This work has been raised on the launchpad-dev mailing list, and in a later stage, discussed with Jamu Kakar, Stuart Bishop, and others.
== The problem ==
Profiling will help map out and optimize data needs. For instance, consider this loop:
def get_x_for(item):
return item.other_object.x
# ...
for item in query_items():
total += get_x_for(item)
This will fetch item.other_object individually for each item coming out of query_items(). It's a common anti-pattern in ORM performance, and easy enough to optimize: just outer-join item.other_object inside query_items, so that it will already be in cache when get_x_for needs it.
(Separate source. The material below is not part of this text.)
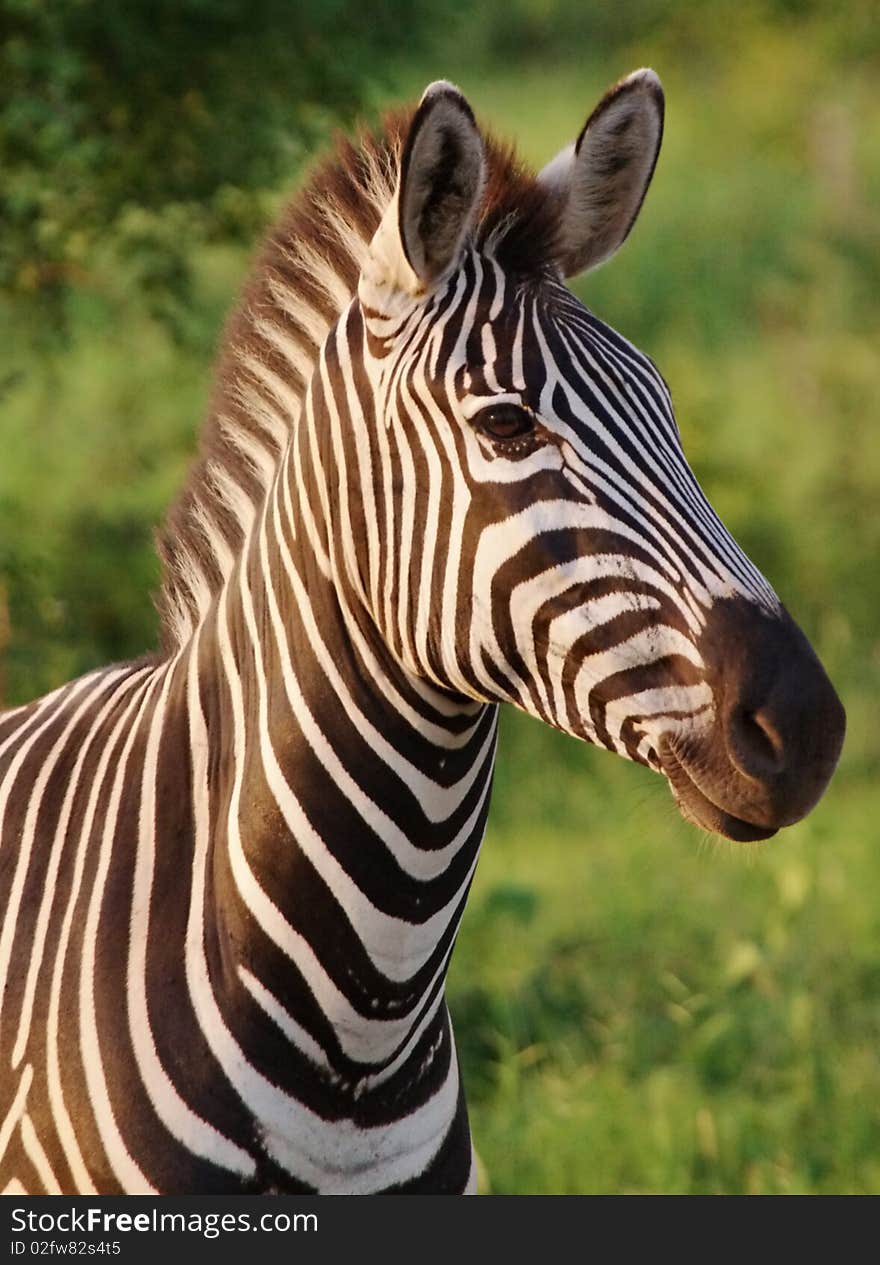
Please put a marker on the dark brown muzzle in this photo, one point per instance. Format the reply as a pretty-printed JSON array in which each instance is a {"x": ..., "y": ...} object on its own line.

Keeping track of all such dependencies is tedious, brittle, and a source of major abstraction leaks. Conventional ways of dealing with them involve profiling, analysis, matching query patterns to code paths, mapping out data requirements, and identifying downside risks of optimization. The result is a single "point-solution" fix. The effort produces experience as a side effect, but transfer of such experience from one human to others is relatively ineffective.
Then, after that's all done and the code has been optimized, it's difficult to keep track of which optimizations are still relevant. Code is alive, and the more intricate and beautiful an optimization is, the easier it is to break. Testing for such "semantically-
Refactorings in particular raise questions: will I need to port this optimization to the new structure? Will I still be hitting the right indexes? Could the new structure make the optimization unnecessary or less relevant? Am I prefetching a lot of objects that I don't need? And after I've made all those choices, how can I compare the new code's performance to the old code's performance as it's been tuned over time?
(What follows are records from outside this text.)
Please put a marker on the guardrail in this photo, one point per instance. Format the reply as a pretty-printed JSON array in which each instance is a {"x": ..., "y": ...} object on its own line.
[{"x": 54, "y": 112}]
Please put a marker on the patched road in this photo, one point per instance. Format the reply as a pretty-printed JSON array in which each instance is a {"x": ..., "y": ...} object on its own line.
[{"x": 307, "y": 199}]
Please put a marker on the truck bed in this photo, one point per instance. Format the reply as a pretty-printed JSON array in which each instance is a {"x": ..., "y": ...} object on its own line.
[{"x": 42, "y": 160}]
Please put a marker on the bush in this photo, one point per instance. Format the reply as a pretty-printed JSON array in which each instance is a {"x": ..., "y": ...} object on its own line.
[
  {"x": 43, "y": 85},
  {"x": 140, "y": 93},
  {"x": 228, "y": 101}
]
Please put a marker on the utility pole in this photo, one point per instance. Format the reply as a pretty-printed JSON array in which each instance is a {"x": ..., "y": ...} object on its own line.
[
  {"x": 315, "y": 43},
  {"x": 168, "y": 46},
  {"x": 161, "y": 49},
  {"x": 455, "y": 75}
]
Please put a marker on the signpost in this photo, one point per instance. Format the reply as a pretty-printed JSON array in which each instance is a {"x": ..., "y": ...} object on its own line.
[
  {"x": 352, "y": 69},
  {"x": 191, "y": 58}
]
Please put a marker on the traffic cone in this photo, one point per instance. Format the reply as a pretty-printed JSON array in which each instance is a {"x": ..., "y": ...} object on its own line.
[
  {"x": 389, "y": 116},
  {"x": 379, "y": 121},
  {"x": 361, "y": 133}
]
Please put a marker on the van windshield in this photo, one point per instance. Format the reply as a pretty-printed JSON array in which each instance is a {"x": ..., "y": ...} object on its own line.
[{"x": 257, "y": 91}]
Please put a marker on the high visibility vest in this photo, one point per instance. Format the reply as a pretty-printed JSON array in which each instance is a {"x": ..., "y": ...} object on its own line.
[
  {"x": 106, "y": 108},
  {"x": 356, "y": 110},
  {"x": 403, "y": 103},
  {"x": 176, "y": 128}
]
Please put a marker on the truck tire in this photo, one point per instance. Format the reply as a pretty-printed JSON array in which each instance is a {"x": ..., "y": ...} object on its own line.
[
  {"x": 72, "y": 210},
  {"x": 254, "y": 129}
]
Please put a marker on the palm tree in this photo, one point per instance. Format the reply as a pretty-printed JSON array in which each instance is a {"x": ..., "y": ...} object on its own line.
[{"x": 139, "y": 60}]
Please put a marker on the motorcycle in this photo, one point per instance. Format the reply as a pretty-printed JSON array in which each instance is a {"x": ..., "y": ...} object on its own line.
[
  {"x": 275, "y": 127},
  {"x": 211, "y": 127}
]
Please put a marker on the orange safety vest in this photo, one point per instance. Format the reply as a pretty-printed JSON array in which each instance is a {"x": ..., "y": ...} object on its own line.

Fetch-profiling brings us closer to solving all those problems, but be patient. For now, it simplifies the mapping of data requirements by eliminating the tracing and the matching of query patterns to code paths. Read on for where we go next.
== Visibility improvements ==
Profiling would expose the problem pattern in the example very clearly. After running through the loop a few times, you'd inspect the store's statistics. The statistics will tell you how many item.other_object instances were loaded from the database (for "item"s returned by query_items) as well as how this number compares to the number of "item"s loaded by query_items, as a percentage.
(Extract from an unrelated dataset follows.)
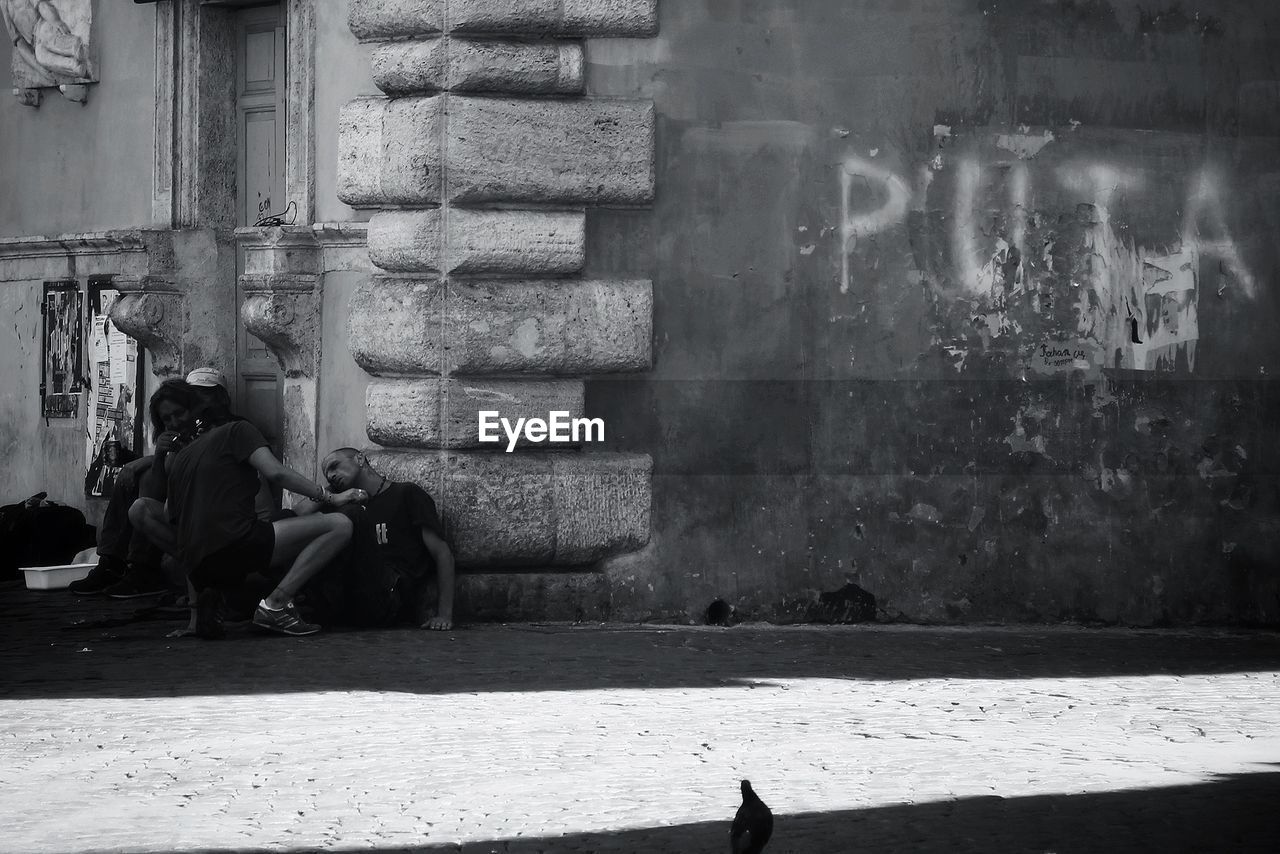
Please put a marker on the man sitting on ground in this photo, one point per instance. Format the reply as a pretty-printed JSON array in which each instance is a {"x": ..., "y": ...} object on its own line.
[
  {"x": 398, "y": 567},
  {"x": 129, "y": 563}
]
The highest "item" numbers will identify the places most in need of pre-fetching optimizations. Among those, the highest percentages of "item.other_object" loads identify the places where simple prejoins are most likely to be beneficial. Lower percentages may indicate that many of the foreign-key references are null, or that most of the objects they refer to are already covered by other caching, or that most of the objects you might prefetch in the query would be irrelevant.
== Future improvements ==
This is phase 1 of a proposed multi-phase development. For phase 2 I'd like to automate the prefetching so that code like this (using features layered on top of the existing Storm API) will optimize itself, without requiring manual tweaking. After that come policy tuning and automated context definition (see below).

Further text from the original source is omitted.